Étienne n’en revenait pas. Il ne restait plus que lui et Roch, qu’il connaissait à peine. Il leur fallut plusieurs jours pour retisser ces liens familiaux, indispensables, mais fragiles, parce que si longtemps négligés.

Une semaine plus tard, Étienne demanda à son frère :

— Roch, j’ai une faveur à te demander.

— N’importe quoi, mon frère. Tu peux compter sur moi.

— J’aimerais que tu m’accompagnes à Paris pour régler certaines affaires.

— Quel genre d’affaires, Étienne?

— Je voudrais que tu deviennes mon procurateur, c’est-à-dire le responsable de mes biens . Tu es ma seule famille ici et j’ai confiance en toi. J’aimerais que tu prennes soin de mes affaires lorsque je serai parti.

Un peu décontenancé, Roch répondit :

— Tu comptes encore partir, Étienne? Pourquoi ne pas rester ici avec moi?

— Je dois m’en aller, Roch. Mon travail est là-bas. J’y ai une femme et deux enfants. Je ne peux pas rester.
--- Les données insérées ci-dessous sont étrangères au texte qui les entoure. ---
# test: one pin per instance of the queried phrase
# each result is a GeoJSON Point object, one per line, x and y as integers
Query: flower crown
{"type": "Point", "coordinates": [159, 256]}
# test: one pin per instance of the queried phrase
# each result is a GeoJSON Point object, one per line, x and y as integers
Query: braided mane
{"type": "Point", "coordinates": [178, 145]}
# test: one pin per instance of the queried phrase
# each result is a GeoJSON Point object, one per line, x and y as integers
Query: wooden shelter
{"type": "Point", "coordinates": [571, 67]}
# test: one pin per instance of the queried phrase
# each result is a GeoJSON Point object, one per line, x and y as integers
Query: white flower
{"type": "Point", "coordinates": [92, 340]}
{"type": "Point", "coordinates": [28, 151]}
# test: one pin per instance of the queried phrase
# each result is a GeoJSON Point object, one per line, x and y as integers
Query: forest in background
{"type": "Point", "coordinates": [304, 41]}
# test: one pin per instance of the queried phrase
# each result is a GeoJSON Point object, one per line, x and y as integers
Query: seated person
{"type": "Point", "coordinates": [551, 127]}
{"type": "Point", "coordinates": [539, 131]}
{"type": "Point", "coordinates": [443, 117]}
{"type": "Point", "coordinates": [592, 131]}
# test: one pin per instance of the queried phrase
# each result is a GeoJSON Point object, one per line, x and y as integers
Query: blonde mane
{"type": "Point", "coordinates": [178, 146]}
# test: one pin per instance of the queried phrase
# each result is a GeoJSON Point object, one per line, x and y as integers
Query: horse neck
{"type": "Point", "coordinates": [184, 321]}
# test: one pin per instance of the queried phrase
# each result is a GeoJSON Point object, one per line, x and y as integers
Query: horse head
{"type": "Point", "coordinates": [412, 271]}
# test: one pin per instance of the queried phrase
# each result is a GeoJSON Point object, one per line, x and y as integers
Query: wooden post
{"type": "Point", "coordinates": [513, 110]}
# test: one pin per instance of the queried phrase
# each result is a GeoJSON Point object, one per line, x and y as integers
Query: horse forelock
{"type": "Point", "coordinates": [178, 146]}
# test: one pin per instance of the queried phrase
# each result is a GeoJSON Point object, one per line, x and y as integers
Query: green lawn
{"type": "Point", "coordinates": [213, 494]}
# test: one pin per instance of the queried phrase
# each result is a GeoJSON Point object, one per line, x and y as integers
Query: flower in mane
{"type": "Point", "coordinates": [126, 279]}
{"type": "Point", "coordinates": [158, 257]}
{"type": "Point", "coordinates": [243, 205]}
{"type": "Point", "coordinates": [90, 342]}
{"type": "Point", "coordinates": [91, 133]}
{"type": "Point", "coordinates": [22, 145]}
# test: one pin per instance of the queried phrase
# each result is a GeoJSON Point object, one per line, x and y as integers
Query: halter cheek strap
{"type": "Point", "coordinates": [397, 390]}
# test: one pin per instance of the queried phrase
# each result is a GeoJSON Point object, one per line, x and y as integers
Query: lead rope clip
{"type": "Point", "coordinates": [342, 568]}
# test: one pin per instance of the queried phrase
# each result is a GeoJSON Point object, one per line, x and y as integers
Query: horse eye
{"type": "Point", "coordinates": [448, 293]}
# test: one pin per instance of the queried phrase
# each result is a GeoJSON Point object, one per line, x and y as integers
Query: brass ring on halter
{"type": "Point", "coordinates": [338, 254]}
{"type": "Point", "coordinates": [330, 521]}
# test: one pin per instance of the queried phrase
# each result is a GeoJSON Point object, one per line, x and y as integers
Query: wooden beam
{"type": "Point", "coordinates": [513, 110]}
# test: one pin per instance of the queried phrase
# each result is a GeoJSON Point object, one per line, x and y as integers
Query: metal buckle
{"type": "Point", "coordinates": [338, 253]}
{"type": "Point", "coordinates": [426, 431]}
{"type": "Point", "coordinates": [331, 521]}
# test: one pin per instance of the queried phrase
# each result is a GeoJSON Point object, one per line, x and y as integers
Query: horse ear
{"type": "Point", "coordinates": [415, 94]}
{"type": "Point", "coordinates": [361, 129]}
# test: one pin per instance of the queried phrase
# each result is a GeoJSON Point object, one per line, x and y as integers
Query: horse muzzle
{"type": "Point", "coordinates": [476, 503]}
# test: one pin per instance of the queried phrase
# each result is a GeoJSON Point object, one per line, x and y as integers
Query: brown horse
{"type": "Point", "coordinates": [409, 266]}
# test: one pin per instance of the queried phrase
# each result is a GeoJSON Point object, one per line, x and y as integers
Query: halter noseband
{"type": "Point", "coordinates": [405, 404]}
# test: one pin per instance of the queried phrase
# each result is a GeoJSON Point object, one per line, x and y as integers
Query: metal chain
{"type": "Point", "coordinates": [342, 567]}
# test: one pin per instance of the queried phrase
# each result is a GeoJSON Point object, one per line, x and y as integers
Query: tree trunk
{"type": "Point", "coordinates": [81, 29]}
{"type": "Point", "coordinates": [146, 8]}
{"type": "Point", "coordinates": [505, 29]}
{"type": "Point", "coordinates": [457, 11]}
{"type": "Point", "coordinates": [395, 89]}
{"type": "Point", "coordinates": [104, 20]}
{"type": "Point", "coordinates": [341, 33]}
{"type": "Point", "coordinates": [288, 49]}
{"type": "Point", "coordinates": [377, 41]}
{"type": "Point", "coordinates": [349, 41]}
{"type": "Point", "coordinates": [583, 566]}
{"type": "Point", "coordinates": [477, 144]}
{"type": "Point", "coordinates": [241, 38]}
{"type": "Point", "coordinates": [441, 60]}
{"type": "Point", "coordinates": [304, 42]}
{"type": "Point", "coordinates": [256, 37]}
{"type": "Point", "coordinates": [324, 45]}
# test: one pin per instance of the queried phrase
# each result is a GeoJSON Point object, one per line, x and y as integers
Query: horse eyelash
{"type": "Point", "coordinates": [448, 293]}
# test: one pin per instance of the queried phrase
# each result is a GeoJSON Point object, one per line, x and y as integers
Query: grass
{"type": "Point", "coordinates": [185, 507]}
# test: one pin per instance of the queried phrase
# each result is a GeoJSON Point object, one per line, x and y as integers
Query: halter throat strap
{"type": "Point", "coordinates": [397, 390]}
L’air abattu, Roch reprit simplement :

— Tu veux que je m’occupe de tes affaires?

— Oui, Roch. Je te dédommagerai pour ce service, tu peux en être assuré.

Les deux frères profitèrent de l’hiver pour mieux se connaître. Étienne se renseigna sur tout ce qui se passait dans son pays natal et plus il en apprenait, plus il était convaincu que sa place était désormais auprès de son peuple d’adoption en Huronie. Au cœur d’une réforme catholique, les évêques français faisaient tout pour préparer leurs ouailles à affronter l’avenir. Étienne n’en pouvait plus de ces débats sur les sacrements et la messe.

Au printemps suivant, soit le 10 mars 1623, Étienne et Roch signèrent à Paris, devant témoins et les notaires Dupuys et Cothreau, le contrat faisant de Roch le procurateur de tous les biens et gages présents et à venir de son frère Étienne.

À peine un mois plus tard, Étienne reprit la route pour la Nouvelle-France où ses amis et sa famille huronne l’attendaient. En son for intérieur, il était convaincu qu’il ne reverrait plus sa France natale.